As a dentist, Mark Hochman gave countless injections to his patients and watched as many of them would cringe from pain. Frustrated with a technology that he said hasn’t improved in decades, he decided to take a different approach to the common method of drug delivery.
“A team of us got together to evaluate whether we could change the way that subcutaneous drug delivery was being performed in this country and around the world,” Hochman told Drug Delivery Business News. “We realized that as one of the many routes of administration for drug delivery, it was being practiced on a device that was over 160 years old, which is basically the conventional syringe.”
Twenty years later, he now serves as director of clinical affairs and R&D at Milestone Scientific (NYSE:MLSS), working to bring the company’s CompuFlo system to patients and healthcare providers.

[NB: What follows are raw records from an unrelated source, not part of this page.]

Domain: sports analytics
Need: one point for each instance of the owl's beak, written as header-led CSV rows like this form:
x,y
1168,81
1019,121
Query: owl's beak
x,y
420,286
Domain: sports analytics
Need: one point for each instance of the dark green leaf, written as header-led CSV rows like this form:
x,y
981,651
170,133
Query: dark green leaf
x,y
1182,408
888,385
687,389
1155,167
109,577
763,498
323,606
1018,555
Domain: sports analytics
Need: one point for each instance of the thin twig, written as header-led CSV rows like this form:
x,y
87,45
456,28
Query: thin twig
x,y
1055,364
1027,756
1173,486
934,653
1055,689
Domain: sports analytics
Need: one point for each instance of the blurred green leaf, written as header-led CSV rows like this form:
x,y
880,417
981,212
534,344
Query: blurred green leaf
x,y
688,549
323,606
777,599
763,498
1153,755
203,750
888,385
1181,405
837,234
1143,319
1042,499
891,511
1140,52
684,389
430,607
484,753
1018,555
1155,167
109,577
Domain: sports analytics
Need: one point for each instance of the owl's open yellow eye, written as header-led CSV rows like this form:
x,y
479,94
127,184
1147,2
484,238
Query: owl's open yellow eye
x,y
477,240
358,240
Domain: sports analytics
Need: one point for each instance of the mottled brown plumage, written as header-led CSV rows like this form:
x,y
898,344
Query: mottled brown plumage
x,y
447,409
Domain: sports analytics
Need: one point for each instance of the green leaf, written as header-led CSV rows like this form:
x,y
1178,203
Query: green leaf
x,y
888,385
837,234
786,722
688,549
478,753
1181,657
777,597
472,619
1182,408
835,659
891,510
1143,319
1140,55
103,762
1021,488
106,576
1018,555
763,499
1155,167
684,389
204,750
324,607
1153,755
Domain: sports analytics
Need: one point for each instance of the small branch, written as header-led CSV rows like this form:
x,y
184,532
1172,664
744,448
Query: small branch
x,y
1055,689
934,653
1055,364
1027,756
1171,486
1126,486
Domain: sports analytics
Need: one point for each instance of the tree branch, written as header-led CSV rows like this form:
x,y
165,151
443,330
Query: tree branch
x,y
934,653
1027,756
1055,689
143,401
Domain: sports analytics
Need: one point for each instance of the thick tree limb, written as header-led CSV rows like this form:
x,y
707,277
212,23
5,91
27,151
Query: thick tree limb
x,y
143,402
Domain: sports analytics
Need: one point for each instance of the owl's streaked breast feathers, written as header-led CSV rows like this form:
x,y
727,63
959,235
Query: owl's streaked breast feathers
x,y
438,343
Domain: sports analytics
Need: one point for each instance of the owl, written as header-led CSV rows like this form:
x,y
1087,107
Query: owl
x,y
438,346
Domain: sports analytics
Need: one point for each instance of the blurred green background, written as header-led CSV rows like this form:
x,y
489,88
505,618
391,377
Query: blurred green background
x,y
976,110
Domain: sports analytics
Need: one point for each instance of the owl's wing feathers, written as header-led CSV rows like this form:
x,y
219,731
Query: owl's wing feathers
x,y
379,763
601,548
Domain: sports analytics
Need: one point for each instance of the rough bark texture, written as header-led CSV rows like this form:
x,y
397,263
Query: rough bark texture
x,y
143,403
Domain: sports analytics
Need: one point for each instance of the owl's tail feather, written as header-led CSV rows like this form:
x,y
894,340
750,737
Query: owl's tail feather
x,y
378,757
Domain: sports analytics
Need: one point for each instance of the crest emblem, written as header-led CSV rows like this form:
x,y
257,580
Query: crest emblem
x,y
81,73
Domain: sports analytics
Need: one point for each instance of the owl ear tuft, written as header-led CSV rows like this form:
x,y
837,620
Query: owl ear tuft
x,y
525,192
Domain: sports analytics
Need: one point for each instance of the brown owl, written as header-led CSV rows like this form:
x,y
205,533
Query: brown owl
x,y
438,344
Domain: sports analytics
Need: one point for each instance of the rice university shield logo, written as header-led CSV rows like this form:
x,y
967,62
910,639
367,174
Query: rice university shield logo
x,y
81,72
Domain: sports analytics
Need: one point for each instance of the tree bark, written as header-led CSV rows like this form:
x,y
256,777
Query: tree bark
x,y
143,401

Milestone Scientific has developed a device that incorporates Hochman’s dynamic pressure sensing technology to precisely control the flow rate of fluid during an injection. The system uses real-time feedback based on pressure, which is measured at the tip of the needle, to control where and how quickly a drug is released into the body.
Identifying where a needle is in the body during a traditional subcutaneous injection is a subjective process, according to Hochman.

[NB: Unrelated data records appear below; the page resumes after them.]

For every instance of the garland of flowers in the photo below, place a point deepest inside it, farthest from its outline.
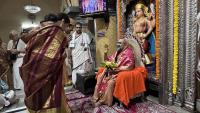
(157, 41)
(175, 56)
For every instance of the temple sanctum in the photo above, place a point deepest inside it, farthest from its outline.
(100, 56)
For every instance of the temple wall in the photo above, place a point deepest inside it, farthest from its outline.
(110, 37)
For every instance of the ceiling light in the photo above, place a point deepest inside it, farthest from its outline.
(32, 9)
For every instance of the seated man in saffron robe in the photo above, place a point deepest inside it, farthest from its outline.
(127, 81)
(42, 69)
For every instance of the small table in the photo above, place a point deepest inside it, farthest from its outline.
(85, 83)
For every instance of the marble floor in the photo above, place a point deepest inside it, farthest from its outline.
(19, 107)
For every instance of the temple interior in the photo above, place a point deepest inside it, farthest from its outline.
(99, 56)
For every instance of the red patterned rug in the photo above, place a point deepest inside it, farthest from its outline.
(80, 103)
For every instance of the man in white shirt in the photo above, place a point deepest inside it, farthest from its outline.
(16, 46)
(81, 56)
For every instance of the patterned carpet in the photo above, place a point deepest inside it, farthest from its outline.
(80, 103)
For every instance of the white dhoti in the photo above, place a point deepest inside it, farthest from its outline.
(81, 55)
(18, 83)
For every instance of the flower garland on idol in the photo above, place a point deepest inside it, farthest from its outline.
(157, 41)
(175, 56)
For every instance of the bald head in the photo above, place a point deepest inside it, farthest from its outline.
(13, 35)
(122, 43)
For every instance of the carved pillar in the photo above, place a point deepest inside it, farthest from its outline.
(181, 69)
(170, 34)
(190, 64)
(163, 96)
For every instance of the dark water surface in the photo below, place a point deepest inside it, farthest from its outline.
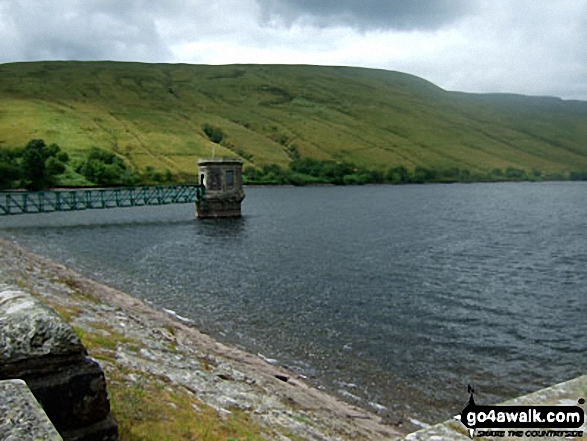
(395, 296)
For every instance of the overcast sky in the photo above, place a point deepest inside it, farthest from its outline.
(533, 47)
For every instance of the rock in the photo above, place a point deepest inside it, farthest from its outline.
(21, 416)
(37, 346)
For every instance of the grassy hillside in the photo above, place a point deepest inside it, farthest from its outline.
(154, 114)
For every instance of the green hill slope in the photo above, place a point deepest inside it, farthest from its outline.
(154, 114)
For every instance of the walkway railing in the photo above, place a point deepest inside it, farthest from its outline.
(20, 202)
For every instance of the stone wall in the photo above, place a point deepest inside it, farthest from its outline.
(37, 346)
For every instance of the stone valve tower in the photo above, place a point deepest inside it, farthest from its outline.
(223, 179)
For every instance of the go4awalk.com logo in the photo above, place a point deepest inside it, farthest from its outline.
(522, 421)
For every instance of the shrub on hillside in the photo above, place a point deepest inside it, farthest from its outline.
(105, 168)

“What we’ve done is we’ve brought that into the 21st century,” he said. “We use an electromechanical motor that is very, very precise in its movements.”
The CompuFlo system, which consists of a motor, a touch-screen user interface and a disposable syringe, can administer subcutaneous injections in a “virtually painless” manner, according to the company.
After the company launched its first product, the Wand STA system, for use in the dental space, the team learned that they could differentiate between tissue types based on pressure signatures, enabling healthcare practitioners to target drugs to specific tissues.
Milestone Scientific has expanded from dentistry to include technologies designed for intra-articular injections and, most recently, an instrument for epidural injections. Both CompuFlo devices have CE clearance in the European Union and last month, its epidural product won 510(k) clearance from the FDA.
Hochman said that in the past, researchers have focused on reformulating drugs to address the issues involved with subcutaneous drug delivery. Instead, he decided to take aim at upgrading and redesigning the device itself.
“The conventional syringe was really initially designed primarily for convenience,” he said. “It was never designed for sophisticated fluid dynamics. It was never designed with the primary objective of changing pain perception or trying to do anything beyond pushing a drug into tissues.”
Looking ahead, Milestone Scientific is finishing up development of a cosmetic instrument for the delivery of drugs like Botox. Hochman also said it is looking to apply its CompuFlo system for peripheral nerve blocks, as a means of delivering regional anesthesia.
“We have some initial information demonstrating that this is an area that the technology can be used quite effectively,” he said.
But Hochman added that the company is positioning its pressure-sensing, drug-delivery technology as a system that could have an array of potential applications.
“We’re looking towards a platform of different technologies based on dynamic pressure sensing,” he said. “We’re really excited about what the future holds, because it’s showing that it can benefit people in ways that we haven’t thought of and that it makes [subcutaneous injections] more predictable for the practitioner, as well. There’s really no reason why we should be subjected to these injections using a technology that’s over 150 years old.”